8 great data blogs to follow

Posted by Cameron Davidson-Pilon at

Below I've listed my favourite data analysis, data science, or otherwise technical blogs that I've learned a great deal from. Big +1's to the blogs' authors for providing all these ideas and intellectual property for public access. The list is in no particular order - and it's only blogs I remember, so if your blog isn't here, I may have just forgotten it ;)

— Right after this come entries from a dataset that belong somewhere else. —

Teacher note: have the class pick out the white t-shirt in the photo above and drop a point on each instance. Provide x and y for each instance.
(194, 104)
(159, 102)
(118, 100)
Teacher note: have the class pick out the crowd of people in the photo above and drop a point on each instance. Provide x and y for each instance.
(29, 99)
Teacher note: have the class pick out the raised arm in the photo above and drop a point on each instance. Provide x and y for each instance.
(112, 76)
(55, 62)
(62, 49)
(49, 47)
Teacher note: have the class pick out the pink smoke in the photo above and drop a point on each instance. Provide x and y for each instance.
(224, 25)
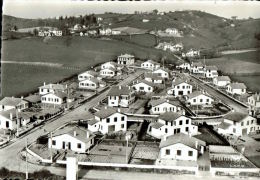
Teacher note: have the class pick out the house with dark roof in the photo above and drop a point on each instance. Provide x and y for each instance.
(87, 75)
(8, 103)
(111, 120)
(120, 96)
(170, 123)
(91, 83)
(181, 147)
(238, 124)
(161, 106)
(180, 87)
(126, 59)
(150, 64)
(55, 98)
(143, 86)
(72, 138)
(199, 98)
(236, 88)
(221, 81)
(50, 88)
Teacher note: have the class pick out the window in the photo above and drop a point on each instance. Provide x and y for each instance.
(167, 151)
(190, 153)
(53, 142)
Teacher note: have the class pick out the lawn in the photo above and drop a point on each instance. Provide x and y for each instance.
(80, 52)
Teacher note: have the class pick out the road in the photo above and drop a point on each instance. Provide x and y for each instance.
(10, 155)
(236, 106)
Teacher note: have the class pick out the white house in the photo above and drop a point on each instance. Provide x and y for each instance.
(254, 103)
(181, 147)
(8, 103)
(87, 75)
(91, 84)
(199, 98)
(197, 68)
(180, 87)
(75, 139)
(221, 81)
(56, 98)
(108, 65)
(170, 123)
(111, 120)
(236, 88)
(126, 59)
(164, 73)
(161, 106)
(154, 78)
(143, 86)
(108, 72)
(51, 88)
(150, 64)
(211, 71)
(238, 124)
(120, 96)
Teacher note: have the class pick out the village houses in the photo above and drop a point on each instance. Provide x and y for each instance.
(180, 87)
(221, 81)
(238, 124)
(161, 106)
(254, 103)
(150, 64)
(51, 88)
(181, 147)
(126, 59)
(120, 96)
(75, 139)
(143, 86)
(8, 103)
(170, 123)
(87, 75)
(236, 88)
(199, 98)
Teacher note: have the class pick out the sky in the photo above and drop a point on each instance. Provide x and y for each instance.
(54, 8)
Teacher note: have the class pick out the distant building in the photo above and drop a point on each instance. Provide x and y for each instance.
(238, 124)
(199, 98)
(221, 81)
(126, 59)
(150, 64)
(170, 123)
(236, 88)
(181, 147)
(75, 139)
(120, 96)
(8, 103)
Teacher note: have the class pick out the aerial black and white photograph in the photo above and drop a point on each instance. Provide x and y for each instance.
(130, 90)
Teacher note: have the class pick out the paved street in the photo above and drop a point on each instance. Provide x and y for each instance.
(10, 155)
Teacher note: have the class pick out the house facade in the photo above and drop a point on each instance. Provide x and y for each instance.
(199, 98)
(181, 147)
(150, 64)
(171, 123)
(77, 140)
(120, 96)
(236, 88)
(126, 59)
(221, 81)
(238, 124)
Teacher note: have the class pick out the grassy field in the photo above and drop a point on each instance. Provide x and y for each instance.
(80, 52)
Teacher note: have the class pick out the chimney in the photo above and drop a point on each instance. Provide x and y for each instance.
(11, 116)
(196, 144)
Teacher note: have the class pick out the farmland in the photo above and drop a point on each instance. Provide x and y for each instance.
(80, 52)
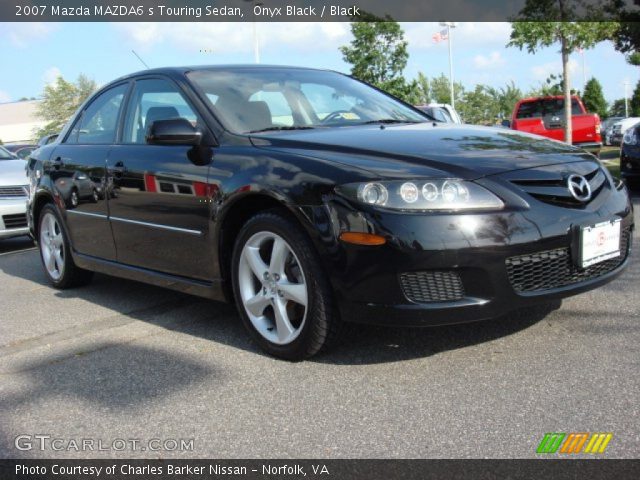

1. Andrew Gelman's Statistical Modeling, Causal Inference, and Social Science

Gelman is probably the leader in modern Bayesian inference - he's the author of the Bayesian Data Analysis, so popular that it can be referred to by its initials, BDA, and everyone knows what you are talking about. His blog is very active (and has an associated twitter account too) and he has great discussions on modelling, exposing bad analysis, MCMC, and statistical inference. One time he mentioned Bayesian Methods for Hackers and my heart melted.

Selected articles by Gelman

2. Simply Statistics

Jeff Leek and co. are doing a great job with Simply Statistics. The blog is less technical than Gelman's, and focuses more on where statistics fits in with science, big data and data science. Recently, they have embarked on an amazing project: replicating the data analysis in Piketty's "Capitalism in the 21st Century".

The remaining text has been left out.